A CalMatters analysis of contact tracing in California shows that the scope varies considerably from county to county, from thorough to minimal. Contact tracing is considered an essential tool in reducing the spread of COVID-19 by notifying people who have been exposed.
Most of the 38 counties on the state’s watch list, including Los Angeles, San Francisco, Fresno, Kern and San Diego, told CalMatters that they are interviewing all infected people and attempting — often with limited success — to notify everyone they’ve exposed.
But seven counties — Orange, Riverside, Contra Costa, Santa Cruz, San Joaquin, Sacramento and Yolo — said they are triaging their efforts because they have so many cases and testing lags behind. Collectively those counties have almost 100,000 residents infected with the coronavirus.

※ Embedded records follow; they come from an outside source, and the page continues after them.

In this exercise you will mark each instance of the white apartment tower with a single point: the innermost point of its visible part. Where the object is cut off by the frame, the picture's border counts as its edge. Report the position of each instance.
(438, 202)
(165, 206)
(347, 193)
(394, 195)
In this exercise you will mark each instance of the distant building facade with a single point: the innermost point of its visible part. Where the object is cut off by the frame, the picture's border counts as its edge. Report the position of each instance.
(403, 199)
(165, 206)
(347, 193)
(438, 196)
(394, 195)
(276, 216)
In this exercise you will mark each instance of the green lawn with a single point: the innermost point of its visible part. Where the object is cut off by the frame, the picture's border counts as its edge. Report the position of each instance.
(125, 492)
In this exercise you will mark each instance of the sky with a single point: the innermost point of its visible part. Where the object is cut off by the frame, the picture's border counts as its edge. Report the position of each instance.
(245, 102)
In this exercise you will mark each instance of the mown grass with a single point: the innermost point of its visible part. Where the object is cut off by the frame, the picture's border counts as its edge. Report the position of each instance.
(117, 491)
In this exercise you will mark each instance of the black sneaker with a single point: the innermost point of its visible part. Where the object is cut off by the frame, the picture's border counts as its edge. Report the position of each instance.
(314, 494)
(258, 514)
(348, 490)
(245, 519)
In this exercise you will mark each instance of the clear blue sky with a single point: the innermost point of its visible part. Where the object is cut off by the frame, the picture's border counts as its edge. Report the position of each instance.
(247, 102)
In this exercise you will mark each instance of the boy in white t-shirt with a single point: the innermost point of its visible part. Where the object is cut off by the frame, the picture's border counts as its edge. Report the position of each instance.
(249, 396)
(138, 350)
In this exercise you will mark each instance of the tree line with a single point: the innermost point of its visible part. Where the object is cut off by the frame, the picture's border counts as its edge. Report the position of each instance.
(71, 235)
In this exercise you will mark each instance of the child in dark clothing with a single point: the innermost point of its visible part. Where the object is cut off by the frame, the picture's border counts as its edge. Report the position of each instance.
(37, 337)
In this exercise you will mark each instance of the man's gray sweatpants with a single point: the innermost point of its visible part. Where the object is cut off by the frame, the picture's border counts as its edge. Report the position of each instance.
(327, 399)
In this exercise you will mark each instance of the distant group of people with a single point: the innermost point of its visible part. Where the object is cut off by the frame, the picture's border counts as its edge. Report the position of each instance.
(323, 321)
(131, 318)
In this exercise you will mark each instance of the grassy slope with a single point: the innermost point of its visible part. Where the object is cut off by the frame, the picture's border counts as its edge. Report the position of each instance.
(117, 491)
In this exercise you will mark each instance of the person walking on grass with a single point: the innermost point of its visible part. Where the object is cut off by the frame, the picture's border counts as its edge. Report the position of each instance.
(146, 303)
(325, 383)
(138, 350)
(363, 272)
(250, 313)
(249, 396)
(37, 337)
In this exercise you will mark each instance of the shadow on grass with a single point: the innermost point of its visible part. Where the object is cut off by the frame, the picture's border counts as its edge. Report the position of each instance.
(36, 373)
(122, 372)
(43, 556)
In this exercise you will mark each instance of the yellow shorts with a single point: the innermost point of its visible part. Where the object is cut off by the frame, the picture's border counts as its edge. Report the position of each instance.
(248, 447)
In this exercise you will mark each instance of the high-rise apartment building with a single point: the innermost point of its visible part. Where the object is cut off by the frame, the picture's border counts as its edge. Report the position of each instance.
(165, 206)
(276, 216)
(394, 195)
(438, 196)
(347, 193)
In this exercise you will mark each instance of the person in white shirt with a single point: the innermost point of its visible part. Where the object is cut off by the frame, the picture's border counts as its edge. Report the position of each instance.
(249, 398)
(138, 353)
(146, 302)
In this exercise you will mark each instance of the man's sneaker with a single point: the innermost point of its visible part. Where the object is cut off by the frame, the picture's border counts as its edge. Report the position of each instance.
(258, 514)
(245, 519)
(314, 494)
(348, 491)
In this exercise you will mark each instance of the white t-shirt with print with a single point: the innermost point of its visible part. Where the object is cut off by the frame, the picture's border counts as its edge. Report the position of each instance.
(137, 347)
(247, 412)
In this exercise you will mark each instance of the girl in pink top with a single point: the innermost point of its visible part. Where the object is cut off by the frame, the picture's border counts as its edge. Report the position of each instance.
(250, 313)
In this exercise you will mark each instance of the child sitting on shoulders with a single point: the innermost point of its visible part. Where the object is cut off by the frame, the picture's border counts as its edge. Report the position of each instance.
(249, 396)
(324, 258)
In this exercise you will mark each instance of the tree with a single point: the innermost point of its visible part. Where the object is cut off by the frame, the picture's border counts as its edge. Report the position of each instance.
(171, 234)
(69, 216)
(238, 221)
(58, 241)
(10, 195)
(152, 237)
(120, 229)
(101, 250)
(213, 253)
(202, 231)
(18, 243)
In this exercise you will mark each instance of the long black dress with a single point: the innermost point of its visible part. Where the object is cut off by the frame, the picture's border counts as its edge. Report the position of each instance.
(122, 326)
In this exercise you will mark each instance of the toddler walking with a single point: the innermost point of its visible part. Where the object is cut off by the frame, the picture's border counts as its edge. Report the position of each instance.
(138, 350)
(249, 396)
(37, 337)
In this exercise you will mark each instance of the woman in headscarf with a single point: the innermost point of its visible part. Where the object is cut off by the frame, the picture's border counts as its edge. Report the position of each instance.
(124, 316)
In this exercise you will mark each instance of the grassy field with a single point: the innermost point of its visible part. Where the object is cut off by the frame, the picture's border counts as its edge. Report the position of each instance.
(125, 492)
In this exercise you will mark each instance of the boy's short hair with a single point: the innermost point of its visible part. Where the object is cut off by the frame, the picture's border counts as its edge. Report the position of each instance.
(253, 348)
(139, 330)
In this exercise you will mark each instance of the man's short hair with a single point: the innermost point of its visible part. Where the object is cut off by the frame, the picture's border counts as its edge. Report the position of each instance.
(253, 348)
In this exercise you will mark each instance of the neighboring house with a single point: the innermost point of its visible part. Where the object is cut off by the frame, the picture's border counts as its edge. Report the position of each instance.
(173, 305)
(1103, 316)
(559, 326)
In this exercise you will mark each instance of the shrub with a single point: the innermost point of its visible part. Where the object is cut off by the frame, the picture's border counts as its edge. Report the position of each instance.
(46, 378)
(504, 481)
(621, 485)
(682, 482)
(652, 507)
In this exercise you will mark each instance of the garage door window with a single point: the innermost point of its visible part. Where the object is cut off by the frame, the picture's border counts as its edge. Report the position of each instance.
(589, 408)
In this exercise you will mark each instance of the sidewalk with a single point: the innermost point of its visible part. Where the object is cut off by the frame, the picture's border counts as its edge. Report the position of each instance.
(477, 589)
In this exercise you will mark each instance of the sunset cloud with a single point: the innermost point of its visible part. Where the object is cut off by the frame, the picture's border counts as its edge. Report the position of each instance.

Six of those seven counties aren’t interviewing all people with the virus, only those who are considered high-risk or recently tested positive. Four are only notifying some contacts of infected people, such as the elderly or people with health conditions.
Two counties, Kings and Mendocino, did not answer CalMatters’ questions about their contact tracing.
One county, Merced, has the least amount of tracing: Since late June, its health department hasn’t notified contacts except the infected person’s workplaces and health care providers. Instead the county asks all sick people to tell their own friends and others that they’ve been exposed.
Orange County also is telling most residents with the virus to warn their own contacts.
What Merced and Orange counties are doing “is by no means contact tracing,” said Perry Halkitis, dean of the School of Public Health at Rutgers University and the principal investigator for New Jersey’s contract tracing program
Halkitis said that while it’s polite for infected people to inform their own contacts, it cannot replace trained staffers notifying them.
Local contract tracers are like coronavirus detectives: They interview infected people to collect the names of friends, relatives and others who have been within six feet of them for more than 15 minutes. Then they request their phone numbers and emails, and advise them to get tested.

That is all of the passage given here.